На следующий день масштабы бедствия ощущались острее. Повсюду военные, на каждом углу пулеметное гнездо. В одном из районов продолжались стычки и грабежи, но в остальных местах в целом всех призвали к порядку. Горожане приобрели занимательную привычку шагать на работу с поднятыми руками и удостоверением личности в зубах. С волками жить — и далее по тексту, так что вскоре я тоже не слишком изысканно орошал свой паспорт слюной.
Я побывал во многих местах в городе, навещая знакомых и пытаясь запастись всем необходимым для буша. От одного известного мне магазина остались сплошные развалины, хозяин- индиец лежал в больнице с переломом черепа, который получил при защите своей собственности. Другой лавочник пропал без вести, где-то скрывался, магазин тоже был разгромлен. Еще один осторожно, с опаской, налаживал торговлю — и не мог сдержать слез, рассказывая о происшедшем. К кому ни наведайся — везде беда.

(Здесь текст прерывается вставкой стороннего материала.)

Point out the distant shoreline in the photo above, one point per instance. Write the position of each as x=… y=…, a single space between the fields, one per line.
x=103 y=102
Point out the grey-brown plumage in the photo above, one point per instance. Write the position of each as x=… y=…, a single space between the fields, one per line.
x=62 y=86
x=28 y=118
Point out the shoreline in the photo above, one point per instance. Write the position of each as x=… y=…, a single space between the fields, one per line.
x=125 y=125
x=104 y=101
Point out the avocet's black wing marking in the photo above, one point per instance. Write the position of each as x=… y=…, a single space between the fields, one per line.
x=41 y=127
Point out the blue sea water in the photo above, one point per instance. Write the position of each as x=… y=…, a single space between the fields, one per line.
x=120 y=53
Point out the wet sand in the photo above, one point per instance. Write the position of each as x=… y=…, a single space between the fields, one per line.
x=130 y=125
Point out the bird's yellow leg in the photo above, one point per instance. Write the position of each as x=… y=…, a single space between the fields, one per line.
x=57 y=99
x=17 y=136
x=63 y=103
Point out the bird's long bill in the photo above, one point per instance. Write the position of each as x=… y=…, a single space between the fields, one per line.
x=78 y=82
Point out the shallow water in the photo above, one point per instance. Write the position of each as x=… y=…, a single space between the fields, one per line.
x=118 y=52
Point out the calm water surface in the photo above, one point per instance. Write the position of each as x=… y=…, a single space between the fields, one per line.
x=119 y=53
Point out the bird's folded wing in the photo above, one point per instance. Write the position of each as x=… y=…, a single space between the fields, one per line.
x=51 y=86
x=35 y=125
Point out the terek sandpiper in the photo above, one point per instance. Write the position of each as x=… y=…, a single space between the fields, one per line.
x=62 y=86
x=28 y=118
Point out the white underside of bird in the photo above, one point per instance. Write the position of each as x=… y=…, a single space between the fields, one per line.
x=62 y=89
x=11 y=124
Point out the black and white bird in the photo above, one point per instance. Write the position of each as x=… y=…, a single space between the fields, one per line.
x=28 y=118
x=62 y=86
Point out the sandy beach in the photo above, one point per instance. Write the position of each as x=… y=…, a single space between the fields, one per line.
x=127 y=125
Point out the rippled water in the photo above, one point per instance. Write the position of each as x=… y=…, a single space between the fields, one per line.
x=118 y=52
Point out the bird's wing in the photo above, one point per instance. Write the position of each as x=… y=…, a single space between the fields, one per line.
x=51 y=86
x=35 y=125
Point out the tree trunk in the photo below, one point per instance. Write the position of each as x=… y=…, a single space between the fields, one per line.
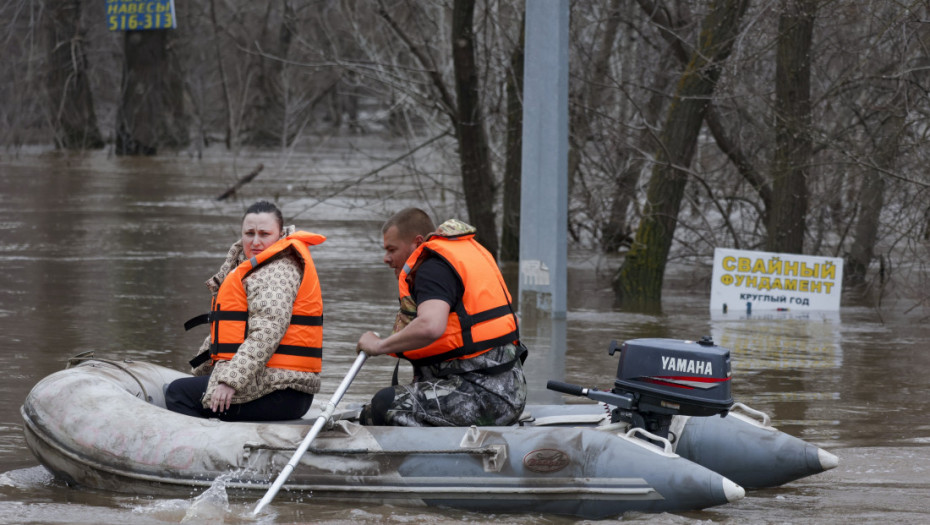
x=872 y=192
x=793 y=148
x=615 y=230
x=151 y=111
x=593 y=97
x=72 y=104
x=266 y=115
x=510 y=233
x=474 y=157
x=638 y=283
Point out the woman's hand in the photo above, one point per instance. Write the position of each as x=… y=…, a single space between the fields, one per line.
x=222 y=398
x=369 y=343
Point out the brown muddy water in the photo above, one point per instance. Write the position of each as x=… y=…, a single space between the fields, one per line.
x=109 y=254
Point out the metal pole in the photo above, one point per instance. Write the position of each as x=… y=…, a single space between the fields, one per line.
x=544 y=178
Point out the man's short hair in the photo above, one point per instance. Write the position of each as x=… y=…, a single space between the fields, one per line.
x=410 y=222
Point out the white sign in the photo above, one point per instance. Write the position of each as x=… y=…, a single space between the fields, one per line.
x=747 y=281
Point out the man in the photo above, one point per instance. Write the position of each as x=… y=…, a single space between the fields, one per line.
x=456 y=325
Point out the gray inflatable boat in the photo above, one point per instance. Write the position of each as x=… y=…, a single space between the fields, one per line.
x=102 y=424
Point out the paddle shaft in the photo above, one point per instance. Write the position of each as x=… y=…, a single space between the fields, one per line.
x=305 y=444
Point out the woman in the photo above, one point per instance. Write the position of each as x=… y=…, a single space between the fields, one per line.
x=263 y=357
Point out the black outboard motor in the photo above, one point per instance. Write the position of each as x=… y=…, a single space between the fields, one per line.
x=661 y=378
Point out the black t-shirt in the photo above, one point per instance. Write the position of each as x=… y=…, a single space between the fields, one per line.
x=435 y=279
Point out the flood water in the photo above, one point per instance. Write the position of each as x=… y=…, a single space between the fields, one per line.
x=109 y=254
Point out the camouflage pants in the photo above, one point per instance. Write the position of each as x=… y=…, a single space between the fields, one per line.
x=463 y=398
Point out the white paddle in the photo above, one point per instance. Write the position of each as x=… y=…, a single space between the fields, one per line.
x=305 y=444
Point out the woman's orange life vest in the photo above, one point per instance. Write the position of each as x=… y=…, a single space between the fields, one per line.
x=483 y=319
x=301 y=348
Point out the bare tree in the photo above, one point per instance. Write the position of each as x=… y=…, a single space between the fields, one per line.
x=793 y=145
x=71 y=102
x=151 y=113
x=638 y=283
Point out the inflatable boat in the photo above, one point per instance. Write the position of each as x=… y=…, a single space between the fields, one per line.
x=102 y=424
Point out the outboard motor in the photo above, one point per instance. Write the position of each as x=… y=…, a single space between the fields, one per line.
x=661 y=378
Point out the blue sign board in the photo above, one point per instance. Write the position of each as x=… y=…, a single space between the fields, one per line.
x=139 y=15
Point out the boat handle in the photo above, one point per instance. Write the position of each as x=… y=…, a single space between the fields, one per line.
x=650 y=435
x=766 y=420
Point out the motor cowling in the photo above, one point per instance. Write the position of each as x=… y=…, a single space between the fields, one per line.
x=663 y=378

Около полудня я обнаружил, что голым людям на улицах Найроби теперь грозит отдельная опасность. Раздетых людей здесь всегда было непропорционально много; я не раз поражался тому, что столичные жители, перебравшиеся из буша всего пару поколений (а то и лет) назад, подвержены психическим приступам и в такие моменты первым делом скидывают с себя всю западную одежду. (Годы спустя моя жена, клинический психолог, после бесед с кенийскими коллегами подтвердит сложившееся у меня впечатление, что здесь такое действительно сплошь и рядом.) Голых ополоумевших людей в Найроби всегда хватало с лихвой, и ажиотажа они не вызывали. Теперь же за беготню голышом можно было поплатиться. Многие повстанцы, когда оборвался их короткий триумф, укрылись в подворотнях и домах Найроби. Некоторым особо везучим удавалось кого-нибудь подкараулить — убить, снять гражданскую одежду и слиться с толпой, сжимая в зубах украденное удостоверение личности. Менее везучие независимо друг от друга принимали одно и то же странное решение: сбросить летную форму и удирать в чем мать родила. Каждые несколько часов какой-нибудь отчаянный из числа повстанцев пускался в забег голышом и падал под армейскими пулями, и как раз около полудня одного такого расстреляли на моих глазах. Мимо то и дело громыхали армейские грузовики с низкой открытой платформой, заваленной обнаженными мертвыми телами. Машины останавливались на светофорах, это казалось нелепым и в то же время обнадеживало, парадоксальным образом создавая впечатление, будто все нормально.
К вечеру я добрался до гостевого дома г-жи Р. на окраине города — там старая полька сдавала транзитным путешественникам койку, угол или место во дворе под палатку. С момента нашей последней встречи прошел год, и обычно меня встречали там с распростертыми объятиями. Теперь же я чувствовал себя так, будто мне первому удалось тайком пронести продукты в варшавское гетто. С самого начала переворота сюда никто новый не просачивался, а все обитатели уже который день отсиживались внутри, мирились с затемнением и спали на полу, чтобы не задело пулей. Я как пришелец из внешнего мира доставил им сведения о происходящем по соседству, чего не могла сделать государственная радиостанция, которая, снова оказавшись в руках правительства, лила в эфир какую угодно чушь — старые викторины, музыку кантри, — только не достоверные новости. Все были уставшие, измотанные и голодные, учитывая истощившиеся припасы и острую нехватку еды. Я вез с собой мамино печенье. Мы с г-жой Р., Стефаном и Богданом — двумя поляками, которые останавливались в этом пансионе из года в год, — примостились в углу. Я разделил печенье, г-жа Р. достала припрятанную бутылку содовой, братья тоже внесли что-то от себя. Еда привела их в экстаз, и меня тоже — было что-то восхитительно стоическое в том, чтобы делиться крохами при свете свечей под звуки выстрелов.
Укладываясь спать, я все еще воспринимал происходящее как увлекательное приключение. Все неприятное удавалось объяснить: да, расправа над индийцами ужасна, но могло ли быть иначе, если в этой стране их ловко пристроили на роль козлов отпущения? Два швейцарских путешественника из числа постояльцев г-жи Р., которых накануне избили солдаты, просто неправильно себя повели и нарвались сами. Один был крупный, мускулистый и по крайней мере, на мой взгляд, неприлично белый, поэтому наверняка военных спровоцировал. У обоих были недружелюбные хмурые лица, и это тоже вряд ли их спасало. Ни один не говорил ни на суахили, ни на английском — так что заговорить кому-то зубы, угодив в переплет, они заведомо не могли. Мне беспокоиться было не о чем.